[R] Using the 'by' function within a 'for' loop

Tue Apr 22 21:26:21 CEST 2008

After talking about it, I forgot to put the drop=TRUE in the 'split' call:

x.index <- split(seq(nrow(dat)), dat[,c("tx","day")], drop=TRUE)
results <- lapply(x.index, function(.indx){
   mn <- mean(dat$k[.indx])
   ......
   data.frame(....)
})

On Tue, Apr 22, 2008 at 1:30 PM, Judith Flores <juryef at yahoo.com> wrote:
> Dear R experts,
>
>
>    I am sorry for sending this email again. I would
> imagine yesterday and maybe today, have been very busy
> days with the release of R v 2.7.0. I join all the R
> users who are very gratful for your contant work and
> efforts, specially knowing that you are doing this for
> the sake of science, without gettig any compensation
> for that.
>    Having written that, I decided to send the email
> below again, in case it was forgotten; or maybe I am
> missing something very basic?
>
>   I am using version 2.7.0, in windows XP.
>
> Start of yesterday's email:
>
>    I am trying to optimize my script, because right
> now it requires a lot of memory. The goal is to
> generate four plots in one page. Every plot
> corresponds to the means and sem's calculated for a
> given variable at different days. In order to obtain
> the means and sem's I apply the 'by' function.

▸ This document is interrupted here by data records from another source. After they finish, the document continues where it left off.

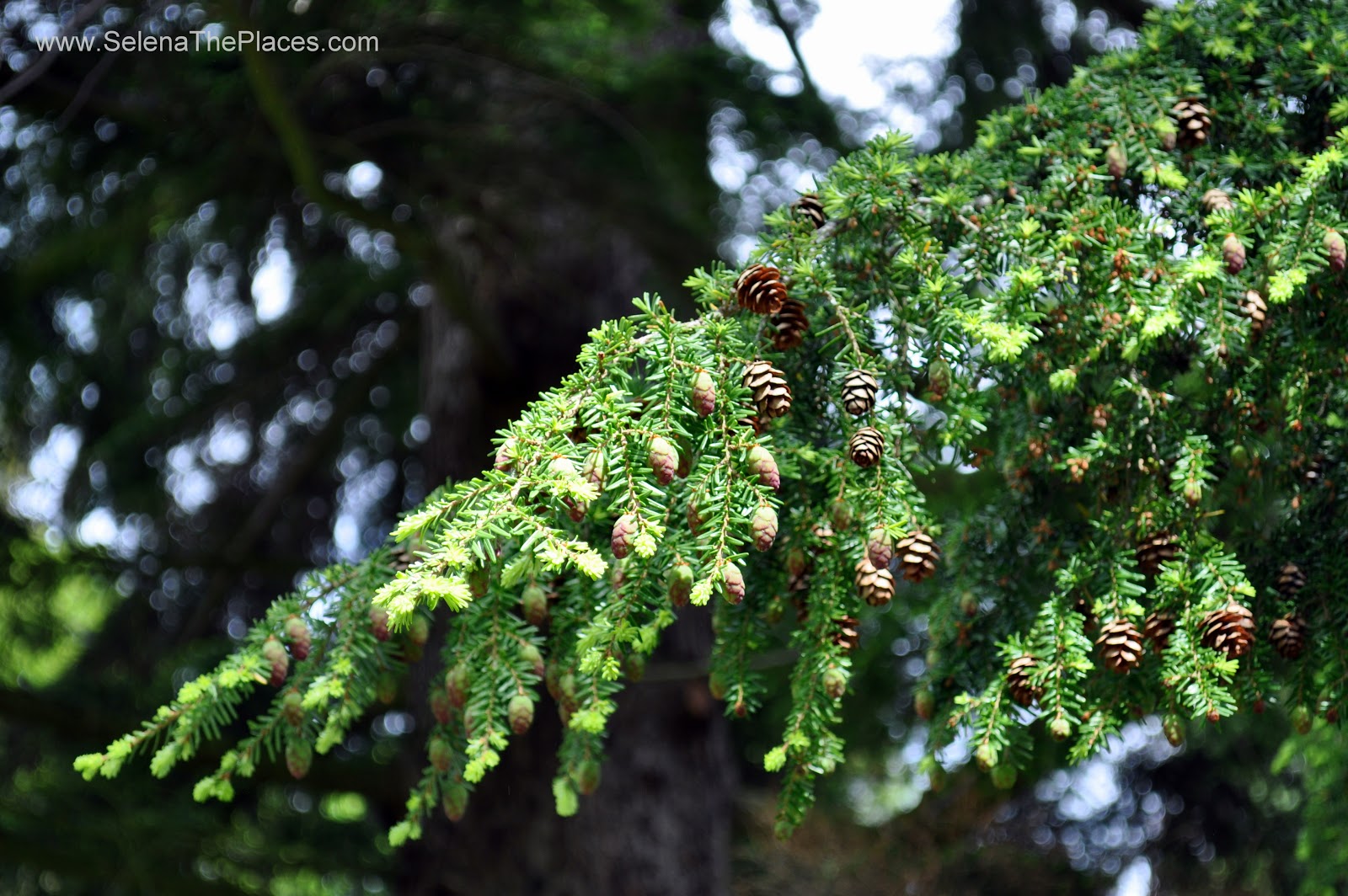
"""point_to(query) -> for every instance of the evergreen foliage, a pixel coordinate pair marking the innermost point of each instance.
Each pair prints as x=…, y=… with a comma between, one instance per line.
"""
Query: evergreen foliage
x=1062, y=313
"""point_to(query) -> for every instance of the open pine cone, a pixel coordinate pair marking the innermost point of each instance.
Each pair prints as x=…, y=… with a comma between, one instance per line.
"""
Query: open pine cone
x=1230, y=630
x=761, y=290
x=917, y=556
x=1121, y=642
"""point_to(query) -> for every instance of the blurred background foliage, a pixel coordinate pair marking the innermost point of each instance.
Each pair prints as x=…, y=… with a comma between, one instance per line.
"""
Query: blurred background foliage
x=258, y=303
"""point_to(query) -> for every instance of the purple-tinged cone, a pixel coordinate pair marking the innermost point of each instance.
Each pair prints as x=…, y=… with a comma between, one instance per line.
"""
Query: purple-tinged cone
x=704, y=394
x=765, y=467
x=664, y=460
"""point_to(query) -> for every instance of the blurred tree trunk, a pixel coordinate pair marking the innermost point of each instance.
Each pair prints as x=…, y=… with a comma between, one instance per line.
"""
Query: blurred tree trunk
x=660, y=822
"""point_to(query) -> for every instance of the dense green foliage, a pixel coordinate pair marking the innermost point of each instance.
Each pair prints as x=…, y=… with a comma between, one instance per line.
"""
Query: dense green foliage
x=1056, y=313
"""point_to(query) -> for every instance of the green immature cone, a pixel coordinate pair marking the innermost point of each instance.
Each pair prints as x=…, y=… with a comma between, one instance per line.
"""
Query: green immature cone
x=624, y=530
x=521, y=713
x=939, y=379
x=298, y=637
x=300, y=756
x=1336, y=251
x=534, y=658
x=678, y=584
x=441, y=754
x=734, y=583
x=704, y=394
x=1233, y=253
x=835, y=682
x=379, y=623
x=763, y=527
x=880, y=547
x=456, y=686
x=536, y=604
x=455, y=801
x=664, y=460
x=1116, y=161
x=763, y=465
x=275, y=653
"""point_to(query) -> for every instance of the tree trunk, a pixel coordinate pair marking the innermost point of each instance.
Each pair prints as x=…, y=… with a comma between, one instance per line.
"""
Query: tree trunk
x=661, y=819
x=658, y=825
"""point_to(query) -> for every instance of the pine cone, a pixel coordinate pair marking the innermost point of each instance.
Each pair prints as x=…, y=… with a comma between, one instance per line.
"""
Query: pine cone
x=772, y=394
x=789, y=325
x=521, y=713
x=755, y=422
x=732, y=581
x=1157, y=628
x=1257, y=310
x=664, y=460
x=866, y=446
x=1121, y=642
x=763, y=527
x=880, y=547
x=874, y=585
x=1291, y=579
x=1018, y=680
x=847, y=635
x=1156, y=550
x=1336, y=251
x=763, y=465
x=298, y=637
x=809, y=208
x=1289, y=635
x=917, y=556
x=1193, y=123
x=704, y=392
x=1217, y=200
x=678, y=583
x=379, y=623
x=1233, y=253
x=624, y=530
x=761, y=290
x=859, y=392
x=1230, y=630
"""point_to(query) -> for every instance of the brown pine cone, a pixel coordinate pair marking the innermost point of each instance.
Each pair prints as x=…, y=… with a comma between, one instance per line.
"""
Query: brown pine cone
x=1121, y=642
x=1156, y=550
x=874, y=585
x=809, y=208
x=761, y=290
x=768, y=384
x=1230, y=630
x=917, y=554
x=859, y=392
x=1193, y=121
x=1289, y=635
x=789, y=325
x=866, y=446
x=1158, y=627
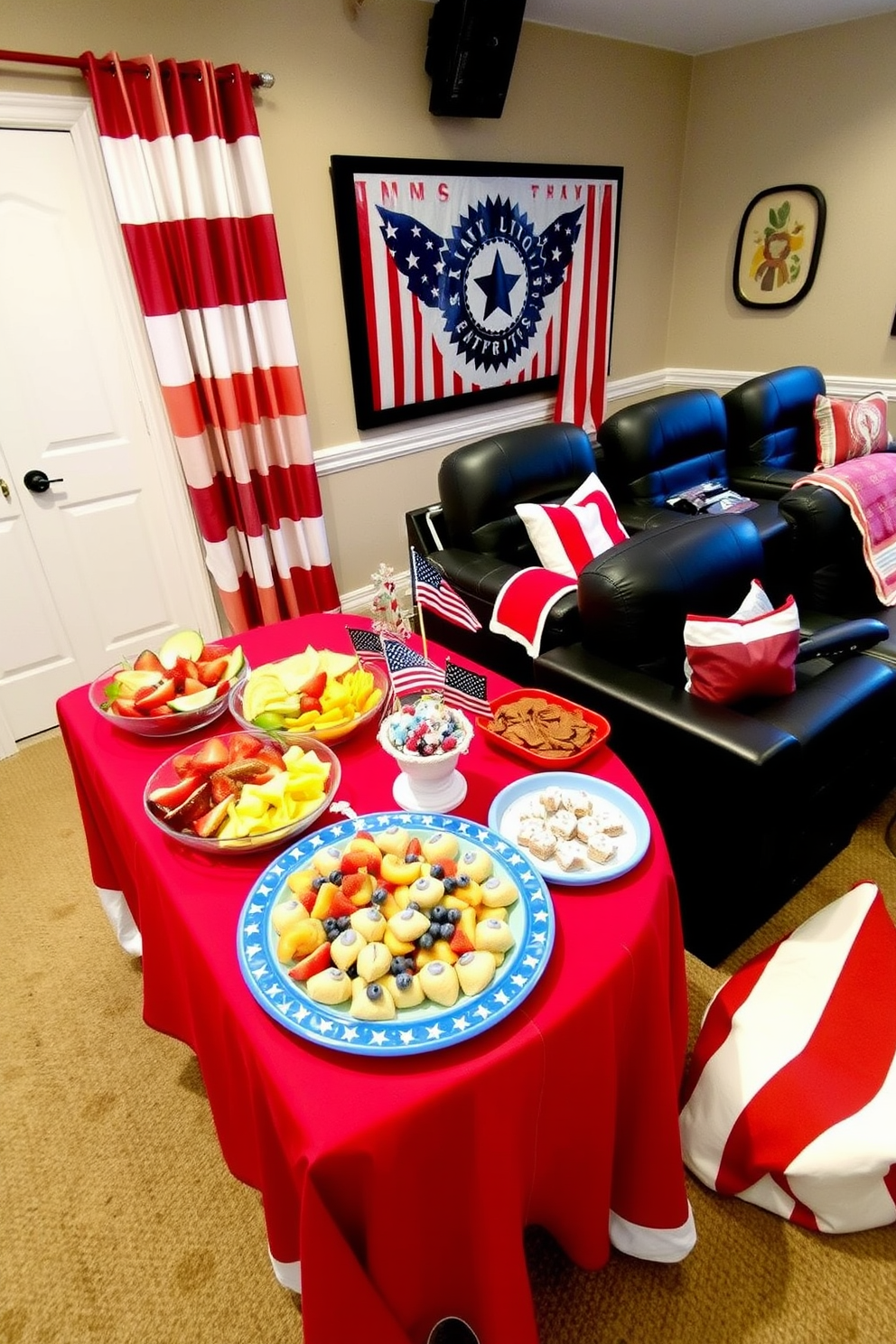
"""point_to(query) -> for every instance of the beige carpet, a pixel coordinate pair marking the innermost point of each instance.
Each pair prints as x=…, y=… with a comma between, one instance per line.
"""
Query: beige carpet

The way
> I have done it so far is like this:
>
> Read the data
> Generate a summary of the mean and sem of a variable
> at every Day.
> Plot the mean and sem of that variable.
>
> Repeat the same process for the other 3 variables.
>
>  I tried to optimize the code by using a for loop,
> the code is below.
>
>
>
> #Reading the data
> dato<-read.csv('mydata.csv')
> names(dato)<-c("id","day","tx","var1","var2","var3","var4")
> dato<-dato[,1:7]
>
> #Specify varible to be plotted
> variable<-c('var1','var2','var3','var4')
>
> #Define parameters of window where panel: margins,
> number of plots in the panel
> windows(height=9, width=9, rescale='fixed')
> par(mfrow=c(2,2),xpd=T, bty='l',
> omi=c(0.8,0.25,1.2,0.15), mai=c(1.1,0.8,0.3,0.3))
>
>
> for (k in variable) {
>
>    dat<-dato[!is.na(k),]
>
>
>
>    summ<-by(dat,dat[,c("tx","day")], function(x) {
>        mn<-mean(x$k)
>        std<-sd(x$k)
>        n<-length(x$k)
>        se<-std/sqrt(n)
>        lowb<-mn-se
>        upb<-mn+se
>
> data.frame(tx=x$tx[1],day=x$day[1],mn=mn,std=std,lowb=lowb,upb=upb,se=se)
>        })
>    summ<-do.call("rbind",summ)
>
>
>
>
>    #Definining x axis range
>    xmax<-unique(max(summ$day,na.rm=TRUE))
>    xmin<-unique(min(summ$day,na.rm=TRUE))
>
>    yaxmin<-unique(min(summ$lowb))
>    yaxmax<-unique(max(summ$upb))
>
>
> plot(1,1,type='n',xlab='Day',xlim=c(xmin,xmax),ylim=c(yaxmin,yaxmax),
> ylab=k,
>
> las=1,cex.lab=1,xaxp=c(xmin,xmax,diff(range(c(xmin,xmax)))))
>        points(summ$day,summ$mn)
>
> }
>
>
>
>
>    Where variable is a vector that specifies all the
> variables I want to plot.
>
> But I am getting the following error:
>
> "Error in var(as.vector(x), na.rm = na.rm) : 'x' is
> empty
> In addition: Warning message:
> In mean.default(x$k) : argument is not numeric or
> logical: returning NA"
>
>   Could some one please show me how to structure my
> code to achieve my final goal, which is to simplify
> it?
>
> I am attaching a csv file in case you want to run my
> code.
>
> Thank you very much in advance for your time and help,
>
> Judith
>
>
>
>
>
>      ____________________________________________________________________________________
> Be a better friend, newshound, and
>
> ______________________________________________
> R-help at r-project.org mailing list
> https://stat.ethz.ch/mailman/listinfo/r-help
> PLEASE do read the posting guide http://www.R-project.org/posting-guide.html
> and provide commented, minimal, self-contained, reproducible code.
>
>

-- 
Jim Holtman
Cincinnati, OH
+1 513 646 9390

What is the problem you are trying to solve?